1) Florida likes the tax-revs from beach-houses and their occupants, so they encourage people to build there.

2) In order to make it beach-house ownership feasible, Florida sets up its own casualty-insurance program.

3) Florida mis-manages the program and it is in trouble.

4) YOU pay for it!

What a country!!

4 comments:

neomom said...

I admit I have mixed feelings on your statements on this. Not saying a bailout is the solution... Getting the government a helluva lot further away from it would probably be a better plan.

I don't know enough about the Florida program or its issues, but I can tell you how it works in North Carolina - as I live in a coastal county, though a few miles inland.

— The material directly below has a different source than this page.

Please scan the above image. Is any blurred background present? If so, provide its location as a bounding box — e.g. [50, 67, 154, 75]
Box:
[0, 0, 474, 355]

76% of all wind/hail damage claims from hurricanes comes from the inland counties. With the exception of the houses on the actual beach/barrier islands/intracoastal, most here come through the storm pretty well because of the building codes with nailing patterns, roof straps, etc.

Even with that. Private insurers refuse to cover certain locations - usually up to a few miles inland. Surprise!! My home is in that zone.

That leaves the NC "Beach Plan" as our only option. I don't know what a beach house costs to insure, but my humble domicile costs more than 3X to insure - just for wind and hail - than my insurance did in WI for a similar residence. The Beach Plan also carries a 3% home value deductible. Then I still need to carry the traditional home policy from a private insurer for fire and such.

To make it better. Our rates on both the beach plan and home policy just went up by 25-35% in the coastal counties so that our state insurance commissioner could lower the rates for the more populated inland counties using the "those rich people with beach houses can afford it!" meme and buy some votes.

Note my statements about where the most damage occurs, not living on the beach, humble home, and no private coverage available.

Dad29 said...

Umnnhhhh....

I'd find the red-pencil line between 'hurricane-vulnerable' and 'NOT hurricane-vulnerable' and move.

But the FLA situation is different...

neomom said...

Turns out, the arbitrary line is a main road... We are about 200 yards on the wrong side of it..... Of course, they don't tell you any of those minor details in the relo package.